Ein Meilenstein am falschen Fleck

[ 02.06.2016 ] Neulich führte der private Kinogang den Autor in THE WITCH. Horror mit knarzig-garstigen Ladies geht grundsätzlich immer, die (US-)Kritik schien durchweg positiv gestimmt, das Hexen-Thema interessiert sowieso, also mal schauen. Gedacht, getan – und einen wegweisenden Genremix entdeckt, der aus wechselnden Winkeln betrachtbar ist: als langsam und ruhig erzählte Mystery. Düsteres Familiendrama. Beklemmende Begleitung einer Reise in den Wahnsinn (inklusive einer wirklich markerschütternden Szene, Stichwort „Krähe“). Coming Of Age im mittelalterlichen Gewand. Von historischen Niederschriften gespeistes Zeitgemälde und facettenreiches Nachsinnen über Bigotterie, Repression, sexuelle Tabuisierung sowie die katastrophalen Folgen. Abstieg in menschliche Abgründe, welcher zeigt, wie ein kleiner Brandherd sich zum mächtigen Feuer ausweitet. Grandios gemimtes Schauspielerkino. Nur eines nicht: 08/15-Tonspur-Horror. Die umgebenden jungen Menschen mußten darob einander gegenseitig lautstark die Handlung erklären (selbstverständlich mittendrin statt danach), wenn sie nicht gerade wieder eifrig versuchten, sich auf den Grund des Popcorn-Eimers vorzuwühlen. Beides zwar ebenso nervtötend, aber gerade noch akzeptabel wie der grellgrün leuchtende Notausgang-Hinweis direkt unter der Leinwand. Schließlich wurde allerdings final quer durch den Saal gelacht und ein argumentativ gut unterfüttertes Fazit gezogen: „Euer Ernst jetzt?! Was für eine Scheiße!“ Wie man hört, kam es einige Abende später in anderem Kino erneut zu sinnlosem Gegröle und dazu rumgeworfenen Snacks. Manieren sind eben nicht mehr en vogue, allerdings darf man gleichfalls fragen: Was bitte hat THE WITCH im Multiplex verloren, eingepfercht zwischen (adäquate Daseinsberechtigung besitzender!) Nach-Feierabend-nett-entspannen-Ware à la WARCRAFT: THE BEGINNING, BAD NEIGHBORS 2 oder WIE MÄNNER ÜBER FRAUEN REDEN? Soll heißen: Entspannungsbedürftigen sei von THE WITCH schlicht abgeraten, zur Auseinandersetzung bereiten Filmfreunden trotz derzeit falscher Platzierung hingegen eine dringende Empfehlung ausgesprochen, und vielleicht kann man das Meisterwerk sogar bald besser im Luru sichten. Dort ist obige Frage nämlich offenbar auch aufgepoppt, weswegen die Chefetage sich dem Vernehmen nach um eine Nachspiel-Möglichkeit bemüht. Wir drücken dafür fest die Daumen – hex hex!

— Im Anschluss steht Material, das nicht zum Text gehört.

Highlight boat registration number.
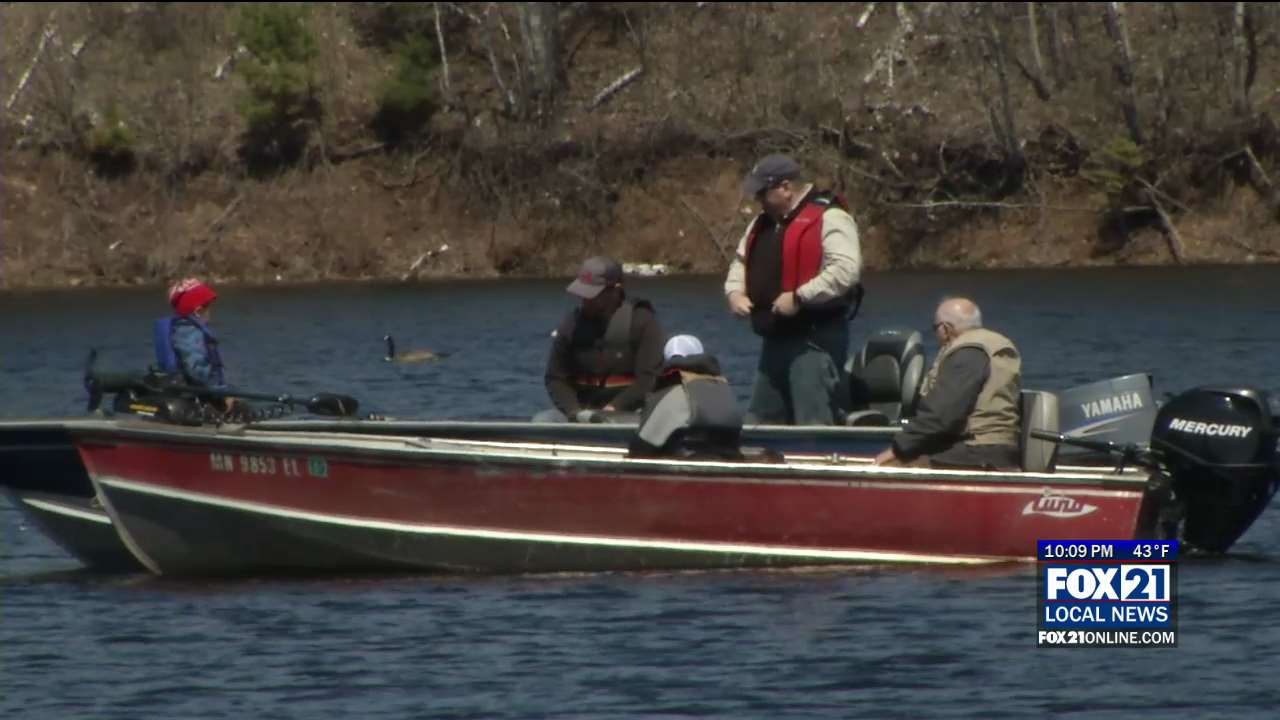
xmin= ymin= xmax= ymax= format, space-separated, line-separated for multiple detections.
xmin=209 ymin=452 xmax=309 ymax=477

Kino-Erlebnisse zur richtigen Zeit am richtigen Ort wünscht

FRank Blessin

[ Frank Blessin ] Frank mag Trash, Grenzgängerisches und Filme, in denen gar nicht viel passiert, weil menschliche Befindlichkeiten Thema sind. Russ Meyer steht deshalb fast so hoch im Kurs wie Krzysztof Kieslowski. Frank kann außerdem GEFÄHRLICHE LIEBSCHAFTEN mitsprechen und wird IM GLASKÄFIG nie vergessen ...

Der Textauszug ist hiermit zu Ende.